In fact, state lawmakers overcame union opposition to support parents and create the scholarships—twice, actually, recreating the scholarship trust fund in 2025 after a state supreme court ruling forced nearly 1,000 children to leave the program a year earlier.
Surveys of South Carolinians find strong support for scholarships like the Trust Fund, with 75 percent of parents of K-12 students in favor. Charitable donations and work by the Palmetto Promise Institute allowed students to remain at the schools they chose until lawmakers updated and approved the options in 2025.
Now, however, Collins and other lawmakers are saying families should have fewer choices under the law. The scholarships are not vouchers but are similar to education savings accounts. With a voucher, the state provides parents with funds to pay private school tuition costs. With education savings accounts, as adopted by South Carolina’s regional neighbors in Alabama, Florida, North Carolina and more than a dozen other states around the country, state officials deposit a portion of a child’s spending from the education formula into a private account that parents use to buy education products and services.
Families can pay for personal tutors, online classes, private school tuition, and more, and even save money from year to year to prepare for high school tuition or college expenses.
Parents are therefore empowered to customize their children’s learning experiences. Advocates in South Carolina have called this an “unbundling” process. In this way, families can meet the unique needs of their students. Yet some legislators are balking at this feature of the scholarships despite having supported the language last year.
State superintendent Ellen Weaver has defended the scholarship trust fund, and her office’s general council even gave lawmakers a memo explaining that the provisions in the law “clearly contemplates and authorizes students to ‘unbundle.’”
Parent demand for education savings accounts is surging around the country. In Texas, state officials have received 118,000 applications for education savings accounts this year. In Tennessee, the Tennessee Department has received more than 56,000 applications. Alabama officials received some 36,900 applications.
Across 17 states, every child can apply for an education savings account, no matter color or creed or zip code or their family’s tax bracket.
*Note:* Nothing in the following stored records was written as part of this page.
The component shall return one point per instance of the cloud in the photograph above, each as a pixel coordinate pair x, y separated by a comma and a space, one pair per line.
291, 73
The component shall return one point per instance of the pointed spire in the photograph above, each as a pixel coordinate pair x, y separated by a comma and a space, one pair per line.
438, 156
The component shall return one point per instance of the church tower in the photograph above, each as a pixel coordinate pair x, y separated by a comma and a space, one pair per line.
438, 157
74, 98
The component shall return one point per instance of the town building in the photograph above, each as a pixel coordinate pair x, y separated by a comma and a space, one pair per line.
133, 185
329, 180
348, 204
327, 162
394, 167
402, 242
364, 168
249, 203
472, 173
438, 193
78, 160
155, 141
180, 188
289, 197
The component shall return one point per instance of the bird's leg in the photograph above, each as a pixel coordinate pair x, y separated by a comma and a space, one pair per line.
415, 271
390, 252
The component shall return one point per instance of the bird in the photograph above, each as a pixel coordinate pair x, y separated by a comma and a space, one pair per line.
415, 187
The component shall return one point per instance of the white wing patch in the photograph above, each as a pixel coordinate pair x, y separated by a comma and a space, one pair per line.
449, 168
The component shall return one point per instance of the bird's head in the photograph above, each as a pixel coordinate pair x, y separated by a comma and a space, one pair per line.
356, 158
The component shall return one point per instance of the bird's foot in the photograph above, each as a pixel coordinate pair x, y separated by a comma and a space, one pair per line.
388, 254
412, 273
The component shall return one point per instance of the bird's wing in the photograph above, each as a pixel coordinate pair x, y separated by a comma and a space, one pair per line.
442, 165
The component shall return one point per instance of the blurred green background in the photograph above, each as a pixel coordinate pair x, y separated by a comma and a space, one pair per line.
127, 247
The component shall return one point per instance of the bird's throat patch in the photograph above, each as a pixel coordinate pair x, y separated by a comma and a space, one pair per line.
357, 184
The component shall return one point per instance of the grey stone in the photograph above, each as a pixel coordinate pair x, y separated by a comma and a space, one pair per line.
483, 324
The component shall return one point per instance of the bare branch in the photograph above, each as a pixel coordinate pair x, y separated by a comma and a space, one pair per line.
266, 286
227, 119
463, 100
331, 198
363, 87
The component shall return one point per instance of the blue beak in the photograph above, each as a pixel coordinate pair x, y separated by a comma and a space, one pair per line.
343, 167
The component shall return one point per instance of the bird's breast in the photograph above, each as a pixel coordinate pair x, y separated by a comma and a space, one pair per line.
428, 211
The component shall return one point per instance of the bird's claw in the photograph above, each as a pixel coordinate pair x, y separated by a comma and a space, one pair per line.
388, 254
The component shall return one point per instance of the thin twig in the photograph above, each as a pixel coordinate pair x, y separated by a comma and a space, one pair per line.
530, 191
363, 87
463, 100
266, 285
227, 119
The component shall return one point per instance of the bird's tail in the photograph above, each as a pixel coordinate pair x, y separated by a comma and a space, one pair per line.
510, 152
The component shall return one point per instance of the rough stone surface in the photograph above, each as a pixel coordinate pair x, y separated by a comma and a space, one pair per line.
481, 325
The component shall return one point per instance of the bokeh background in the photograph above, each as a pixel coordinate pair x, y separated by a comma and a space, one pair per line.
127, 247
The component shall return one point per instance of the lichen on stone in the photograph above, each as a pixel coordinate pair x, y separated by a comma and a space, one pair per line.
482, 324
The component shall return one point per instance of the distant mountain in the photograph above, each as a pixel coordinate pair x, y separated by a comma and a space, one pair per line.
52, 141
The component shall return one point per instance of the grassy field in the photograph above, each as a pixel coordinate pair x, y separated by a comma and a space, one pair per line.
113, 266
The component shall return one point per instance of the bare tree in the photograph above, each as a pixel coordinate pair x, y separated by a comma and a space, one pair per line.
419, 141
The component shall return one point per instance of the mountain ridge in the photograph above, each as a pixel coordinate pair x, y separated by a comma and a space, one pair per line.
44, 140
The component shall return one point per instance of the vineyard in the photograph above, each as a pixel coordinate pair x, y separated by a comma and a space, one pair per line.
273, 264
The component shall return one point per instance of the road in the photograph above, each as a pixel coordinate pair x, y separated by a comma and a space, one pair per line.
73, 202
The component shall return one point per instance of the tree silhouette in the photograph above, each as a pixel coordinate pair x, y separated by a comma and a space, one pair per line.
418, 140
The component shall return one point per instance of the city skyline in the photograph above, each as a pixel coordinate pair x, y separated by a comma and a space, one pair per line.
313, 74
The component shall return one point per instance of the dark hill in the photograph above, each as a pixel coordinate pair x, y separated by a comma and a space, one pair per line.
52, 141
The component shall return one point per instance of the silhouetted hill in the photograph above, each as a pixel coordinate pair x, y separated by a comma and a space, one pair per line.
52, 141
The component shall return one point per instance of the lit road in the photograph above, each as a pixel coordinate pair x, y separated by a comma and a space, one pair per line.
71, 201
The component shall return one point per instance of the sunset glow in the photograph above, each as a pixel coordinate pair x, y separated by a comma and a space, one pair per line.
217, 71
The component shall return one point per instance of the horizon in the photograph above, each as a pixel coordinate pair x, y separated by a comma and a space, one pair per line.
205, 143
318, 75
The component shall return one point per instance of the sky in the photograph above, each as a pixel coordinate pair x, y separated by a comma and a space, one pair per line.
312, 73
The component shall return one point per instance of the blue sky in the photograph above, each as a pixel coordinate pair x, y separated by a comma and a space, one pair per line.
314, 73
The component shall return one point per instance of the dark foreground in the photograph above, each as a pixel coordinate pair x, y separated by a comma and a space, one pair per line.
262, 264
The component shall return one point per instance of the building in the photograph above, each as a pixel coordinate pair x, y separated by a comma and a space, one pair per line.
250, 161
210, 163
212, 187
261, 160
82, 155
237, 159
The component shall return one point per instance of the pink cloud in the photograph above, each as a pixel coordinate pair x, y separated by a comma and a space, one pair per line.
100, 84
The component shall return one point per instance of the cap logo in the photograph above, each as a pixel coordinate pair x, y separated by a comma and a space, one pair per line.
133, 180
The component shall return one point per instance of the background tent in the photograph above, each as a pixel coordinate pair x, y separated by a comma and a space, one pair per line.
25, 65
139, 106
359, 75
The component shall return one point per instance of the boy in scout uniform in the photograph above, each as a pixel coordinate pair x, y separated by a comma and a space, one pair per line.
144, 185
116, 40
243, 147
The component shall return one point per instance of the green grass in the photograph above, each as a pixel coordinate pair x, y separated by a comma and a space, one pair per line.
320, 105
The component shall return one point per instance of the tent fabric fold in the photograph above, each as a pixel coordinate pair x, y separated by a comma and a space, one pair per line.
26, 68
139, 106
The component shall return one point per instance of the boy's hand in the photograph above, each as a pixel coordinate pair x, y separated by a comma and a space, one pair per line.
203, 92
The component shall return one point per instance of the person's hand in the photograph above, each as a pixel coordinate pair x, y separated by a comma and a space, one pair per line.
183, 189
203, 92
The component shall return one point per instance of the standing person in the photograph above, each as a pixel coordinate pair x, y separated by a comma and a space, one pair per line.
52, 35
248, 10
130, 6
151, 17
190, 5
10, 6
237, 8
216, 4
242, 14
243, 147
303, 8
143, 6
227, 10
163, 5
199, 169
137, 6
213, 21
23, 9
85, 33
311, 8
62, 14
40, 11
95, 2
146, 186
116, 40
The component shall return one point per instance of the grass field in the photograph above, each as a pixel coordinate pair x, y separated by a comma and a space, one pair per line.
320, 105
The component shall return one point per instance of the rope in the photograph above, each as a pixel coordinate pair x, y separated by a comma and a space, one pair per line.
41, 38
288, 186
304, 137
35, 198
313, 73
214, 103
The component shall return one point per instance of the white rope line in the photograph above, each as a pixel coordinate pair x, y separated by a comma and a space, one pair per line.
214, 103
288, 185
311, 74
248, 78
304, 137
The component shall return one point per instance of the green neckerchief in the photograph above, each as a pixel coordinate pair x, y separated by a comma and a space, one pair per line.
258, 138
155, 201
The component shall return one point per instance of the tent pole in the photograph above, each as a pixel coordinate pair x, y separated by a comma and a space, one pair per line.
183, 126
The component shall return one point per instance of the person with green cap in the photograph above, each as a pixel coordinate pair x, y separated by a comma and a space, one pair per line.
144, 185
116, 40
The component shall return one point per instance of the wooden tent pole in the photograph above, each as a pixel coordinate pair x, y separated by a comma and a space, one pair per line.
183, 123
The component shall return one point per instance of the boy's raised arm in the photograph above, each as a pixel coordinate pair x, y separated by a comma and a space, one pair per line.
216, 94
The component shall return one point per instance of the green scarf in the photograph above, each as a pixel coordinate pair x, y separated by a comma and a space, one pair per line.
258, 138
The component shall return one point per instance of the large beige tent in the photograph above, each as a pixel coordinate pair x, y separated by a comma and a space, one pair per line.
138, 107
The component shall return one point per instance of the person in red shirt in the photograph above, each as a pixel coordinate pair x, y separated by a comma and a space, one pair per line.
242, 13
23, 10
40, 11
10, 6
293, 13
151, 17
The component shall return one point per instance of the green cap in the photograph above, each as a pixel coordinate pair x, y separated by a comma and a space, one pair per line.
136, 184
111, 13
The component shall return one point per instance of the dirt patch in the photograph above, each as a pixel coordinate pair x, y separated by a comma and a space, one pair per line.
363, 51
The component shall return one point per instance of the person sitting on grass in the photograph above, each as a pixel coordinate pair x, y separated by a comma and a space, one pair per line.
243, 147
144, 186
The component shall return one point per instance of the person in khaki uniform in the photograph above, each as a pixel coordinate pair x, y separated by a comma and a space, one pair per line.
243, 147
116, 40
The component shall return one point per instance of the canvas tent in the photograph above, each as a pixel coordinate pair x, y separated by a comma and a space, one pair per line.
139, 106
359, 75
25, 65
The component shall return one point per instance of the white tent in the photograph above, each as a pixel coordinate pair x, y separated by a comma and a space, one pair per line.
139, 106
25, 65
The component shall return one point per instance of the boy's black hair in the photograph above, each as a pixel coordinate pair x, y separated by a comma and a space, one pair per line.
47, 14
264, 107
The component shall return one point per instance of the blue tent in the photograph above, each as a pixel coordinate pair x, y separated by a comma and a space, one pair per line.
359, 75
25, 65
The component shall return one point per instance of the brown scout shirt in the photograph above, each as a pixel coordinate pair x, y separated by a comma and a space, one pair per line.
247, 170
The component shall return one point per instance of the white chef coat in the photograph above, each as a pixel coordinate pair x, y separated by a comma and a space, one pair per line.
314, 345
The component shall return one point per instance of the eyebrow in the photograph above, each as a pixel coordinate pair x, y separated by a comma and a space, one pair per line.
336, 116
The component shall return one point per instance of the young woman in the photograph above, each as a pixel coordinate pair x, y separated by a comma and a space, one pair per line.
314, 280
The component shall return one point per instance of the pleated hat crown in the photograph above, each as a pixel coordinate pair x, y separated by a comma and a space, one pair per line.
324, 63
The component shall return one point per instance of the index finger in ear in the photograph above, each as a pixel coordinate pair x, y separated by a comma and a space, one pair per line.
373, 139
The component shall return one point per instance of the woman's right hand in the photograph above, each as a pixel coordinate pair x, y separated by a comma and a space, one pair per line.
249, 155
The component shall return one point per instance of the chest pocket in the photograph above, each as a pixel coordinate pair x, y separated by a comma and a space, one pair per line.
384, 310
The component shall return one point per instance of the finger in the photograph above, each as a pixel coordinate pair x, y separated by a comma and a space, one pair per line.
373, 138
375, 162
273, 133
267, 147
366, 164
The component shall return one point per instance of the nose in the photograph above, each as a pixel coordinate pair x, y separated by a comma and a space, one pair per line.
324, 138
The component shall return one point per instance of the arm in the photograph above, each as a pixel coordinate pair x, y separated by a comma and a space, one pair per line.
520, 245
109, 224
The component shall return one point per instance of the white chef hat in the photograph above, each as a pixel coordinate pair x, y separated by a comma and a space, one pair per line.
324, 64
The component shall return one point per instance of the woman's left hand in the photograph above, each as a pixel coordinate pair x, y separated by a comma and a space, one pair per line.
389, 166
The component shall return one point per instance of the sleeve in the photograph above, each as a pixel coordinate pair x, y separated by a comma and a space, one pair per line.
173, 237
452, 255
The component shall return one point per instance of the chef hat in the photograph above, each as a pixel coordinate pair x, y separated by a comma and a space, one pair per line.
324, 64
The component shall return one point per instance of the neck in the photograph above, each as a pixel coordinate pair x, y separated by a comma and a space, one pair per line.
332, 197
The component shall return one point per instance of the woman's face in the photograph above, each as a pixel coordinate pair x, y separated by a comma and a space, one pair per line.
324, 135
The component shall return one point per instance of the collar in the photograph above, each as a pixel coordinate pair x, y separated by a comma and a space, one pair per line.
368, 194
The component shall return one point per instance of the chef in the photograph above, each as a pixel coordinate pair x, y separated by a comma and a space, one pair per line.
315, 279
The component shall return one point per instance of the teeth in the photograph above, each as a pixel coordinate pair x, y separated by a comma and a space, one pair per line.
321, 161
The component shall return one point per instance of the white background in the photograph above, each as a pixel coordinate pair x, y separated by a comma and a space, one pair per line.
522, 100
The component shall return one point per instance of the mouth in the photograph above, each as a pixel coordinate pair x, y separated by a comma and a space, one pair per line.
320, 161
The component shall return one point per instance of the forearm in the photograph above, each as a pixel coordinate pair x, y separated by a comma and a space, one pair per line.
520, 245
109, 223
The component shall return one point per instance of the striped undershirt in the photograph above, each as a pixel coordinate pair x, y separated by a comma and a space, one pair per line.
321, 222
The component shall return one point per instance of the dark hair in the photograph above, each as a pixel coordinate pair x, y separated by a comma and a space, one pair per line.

Students participating in South Carolina’s Trust Fund received $7,500 in the 2025-2026 school year. Meanwhile, taxpayer spending on students in traditional public schools provides more than $14,500 per child—almost double the amount in each scholarship account. Taxpayers should ask legislators why they are suddenly allergic to cost savings (and education opportunities).
Education choice is changing lives. From single parents trying to keep their children from dropping out of school to parents of children with disabilities trying to find specific services for their student to families simply trying to help their children learn to read, education savings accounts are a lifeline to parents and students across the country.
The accounts have also inspired education entrepreneurs who are creating new schools to meet a wide variety of student needs. In Florida, a husband-wife team created a hybrid school in Sarasota where students spend part of their week in school with a focus on outdoor activities and part at home. South Carolina’s Trust Fund would allow for the same innovations, along with offering students access to college preparatory private schools, virtual schools, and more.
Palmetto state officials should be looking for ways to expand every student’s education horizon, not limit them. The school year is nearly finished, and parents and their children should not have to wonder if the same learning options will be open to them next year.